Jakarta (15/01) — Anggota Komisi IV DPR RI dari Fraksi Partai Keadilan Sejahtera (F-PKS), Slamet mengatakan, pengalihan aset Kementan akibat terbitnya PP Nomor 79 Tahun 2019 tentang Penambahan Penyertaan Modal Negara ke dalam holding PTPN III lalu ke anak perusahaan yang berstatus bukan BUMN, akan membuat pengelolaan aset tersebut bisa dikelola tanpa terikat lagi dengan regulasi pemerintah apapun, termasuk jika aset itu mau dijual pun bisa.
“Kita harus hati-hati dalam soal pengalihan aset negara ini, karena prediksi saya nanti aset tersebut akan dijual untuk membayar hutang PTPN yang saat ini sudah berjumlah 42 triliun,” kata Slamet kepada awak media, Kamis (14/01/2021).
Selain itu, lanjutnya, metode penjualan aset biasanya dilakukan dengan cara lelang dengan harga yang lebih rendah, artinya aset pemerintah tersebut akan berpindah kepada pihak swasta dengan mudah dan murah.

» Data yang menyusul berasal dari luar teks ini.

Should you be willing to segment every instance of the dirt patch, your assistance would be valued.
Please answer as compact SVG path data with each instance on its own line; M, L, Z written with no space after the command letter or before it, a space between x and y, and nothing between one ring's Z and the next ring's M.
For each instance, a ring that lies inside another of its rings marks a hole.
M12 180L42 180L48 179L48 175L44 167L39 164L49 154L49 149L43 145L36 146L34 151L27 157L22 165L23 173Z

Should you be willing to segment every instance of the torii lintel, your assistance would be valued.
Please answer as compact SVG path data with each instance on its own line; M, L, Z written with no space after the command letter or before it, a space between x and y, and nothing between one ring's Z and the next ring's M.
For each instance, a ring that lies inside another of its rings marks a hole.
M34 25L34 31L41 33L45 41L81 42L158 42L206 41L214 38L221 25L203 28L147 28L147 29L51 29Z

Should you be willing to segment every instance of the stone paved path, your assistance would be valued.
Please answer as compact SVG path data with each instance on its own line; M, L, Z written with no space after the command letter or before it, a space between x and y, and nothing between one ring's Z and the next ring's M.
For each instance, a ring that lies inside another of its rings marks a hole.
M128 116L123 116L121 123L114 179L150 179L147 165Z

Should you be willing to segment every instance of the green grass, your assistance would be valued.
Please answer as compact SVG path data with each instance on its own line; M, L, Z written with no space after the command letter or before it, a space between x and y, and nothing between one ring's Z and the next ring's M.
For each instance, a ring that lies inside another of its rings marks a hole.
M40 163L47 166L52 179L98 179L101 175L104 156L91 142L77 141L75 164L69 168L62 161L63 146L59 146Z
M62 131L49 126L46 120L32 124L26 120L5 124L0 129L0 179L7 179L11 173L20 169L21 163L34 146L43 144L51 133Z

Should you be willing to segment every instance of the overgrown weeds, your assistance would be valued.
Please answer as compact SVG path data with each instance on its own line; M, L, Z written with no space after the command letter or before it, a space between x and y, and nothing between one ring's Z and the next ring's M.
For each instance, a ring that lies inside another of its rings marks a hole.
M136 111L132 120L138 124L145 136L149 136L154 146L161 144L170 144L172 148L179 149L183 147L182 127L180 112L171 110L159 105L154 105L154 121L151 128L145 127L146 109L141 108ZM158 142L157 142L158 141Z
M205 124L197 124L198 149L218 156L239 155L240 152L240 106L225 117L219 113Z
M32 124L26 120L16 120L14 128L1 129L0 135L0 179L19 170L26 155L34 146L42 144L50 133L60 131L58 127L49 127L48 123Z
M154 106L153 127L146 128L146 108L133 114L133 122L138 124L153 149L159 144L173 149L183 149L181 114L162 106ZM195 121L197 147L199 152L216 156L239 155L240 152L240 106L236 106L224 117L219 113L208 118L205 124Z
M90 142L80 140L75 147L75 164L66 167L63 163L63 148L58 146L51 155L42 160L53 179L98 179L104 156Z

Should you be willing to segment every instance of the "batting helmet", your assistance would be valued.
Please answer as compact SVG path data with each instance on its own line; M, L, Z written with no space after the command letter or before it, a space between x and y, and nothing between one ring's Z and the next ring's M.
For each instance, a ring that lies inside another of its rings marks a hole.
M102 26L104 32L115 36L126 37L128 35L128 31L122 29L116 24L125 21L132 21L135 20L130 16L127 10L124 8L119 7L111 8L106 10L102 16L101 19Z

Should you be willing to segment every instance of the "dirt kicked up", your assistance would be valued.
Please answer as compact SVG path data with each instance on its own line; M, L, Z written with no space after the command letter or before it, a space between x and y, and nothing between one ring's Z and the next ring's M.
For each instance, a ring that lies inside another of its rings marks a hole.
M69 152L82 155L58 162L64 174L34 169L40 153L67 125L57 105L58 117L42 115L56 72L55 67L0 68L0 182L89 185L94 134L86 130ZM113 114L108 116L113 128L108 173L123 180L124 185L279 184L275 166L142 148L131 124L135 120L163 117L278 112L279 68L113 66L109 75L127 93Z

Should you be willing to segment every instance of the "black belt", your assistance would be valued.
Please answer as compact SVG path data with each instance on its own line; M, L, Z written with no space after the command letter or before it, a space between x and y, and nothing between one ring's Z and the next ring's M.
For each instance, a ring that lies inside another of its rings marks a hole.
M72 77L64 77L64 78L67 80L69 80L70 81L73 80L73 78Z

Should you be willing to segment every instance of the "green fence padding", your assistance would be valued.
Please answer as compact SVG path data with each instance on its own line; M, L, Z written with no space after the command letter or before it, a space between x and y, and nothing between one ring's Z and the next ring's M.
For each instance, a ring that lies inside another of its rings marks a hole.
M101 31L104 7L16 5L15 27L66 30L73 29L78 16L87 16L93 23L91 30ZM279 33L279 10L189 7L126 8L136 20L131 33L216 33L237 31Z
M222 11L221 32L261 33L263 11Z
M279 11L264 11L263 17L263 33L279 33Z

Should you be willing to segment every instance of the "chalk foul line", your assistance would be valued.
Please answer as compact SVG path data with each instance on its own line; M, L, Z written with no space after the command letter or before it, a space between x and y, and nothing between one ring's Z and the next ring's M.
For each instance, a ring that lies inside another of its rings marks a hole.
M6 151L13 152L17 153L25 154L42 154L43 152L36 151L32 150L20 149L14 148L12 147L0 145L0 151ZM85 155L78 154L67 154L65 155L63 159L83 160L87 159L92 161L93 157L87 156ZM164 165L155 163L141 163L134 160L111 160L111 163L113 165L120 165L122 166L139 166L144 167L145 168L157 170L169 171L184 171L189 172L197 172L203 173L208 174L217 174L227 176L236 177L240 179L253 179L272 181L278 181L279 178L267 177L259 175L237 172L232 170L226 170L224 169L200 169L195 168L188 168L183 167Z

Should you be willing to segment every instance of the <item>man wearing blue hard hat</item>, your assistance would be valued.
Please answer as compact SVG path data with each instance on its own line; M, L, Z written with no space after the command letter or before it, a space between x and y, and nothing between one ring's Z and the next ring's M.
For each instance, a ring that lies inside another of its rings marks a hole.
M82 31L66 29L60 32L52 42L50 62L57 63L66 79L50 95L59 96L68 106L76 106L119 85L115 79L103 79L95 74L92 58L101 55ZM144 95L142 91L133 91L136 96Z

“Berdasarkan PP No.79/2019 tentang Penambahan Penyertaan modal negara kedalam modal saham perusahaan Perseroan PTPN III (holding), artinya pengalihan aset dari barang milik negara pada Kementerian Pertanian senilai Rp 6 triliun lebih, yaitu berupa tanah sebanyak 112 persil seluas lebih dari 7.000 hektar lebih, bangunan sebanyak 437 unit seluas 6,2 hektar, peralatan dan mesin sebanyak 7.200 unit, jalan, irigasi, dan jaringan sebanyak 224 unit, aset tetap lain (tanaman) sebanyak 8.014 unit”, urainya.
Walau bagaimanapun juga, kata Slamet, pengalihan aset Kementan ini bisa berarti kehilangan aset untuk dunia pertanian yang saat ini menjadi fokus pemerintah untuk memperbesar kemampuannya dalam produksi pangan dalam negeri menuju Kedaulatan Pangan. Melawan pangan impor pangan yang harganya lebih murah.
“Justru Kementan punya kelemahan pada riset dan pengembangan untuk mencari jawaban kenapa negara lain bisa lebih efektif dan efisien dalam produksi pertanian mereka. Tapi pengalihan aset ini malah menyerahkan asetnya dalam rangka menguatkan riset dan pengembangan PTPN, saya tidak mengerti logika Kementan,” pungkas Slamet mengakhiri.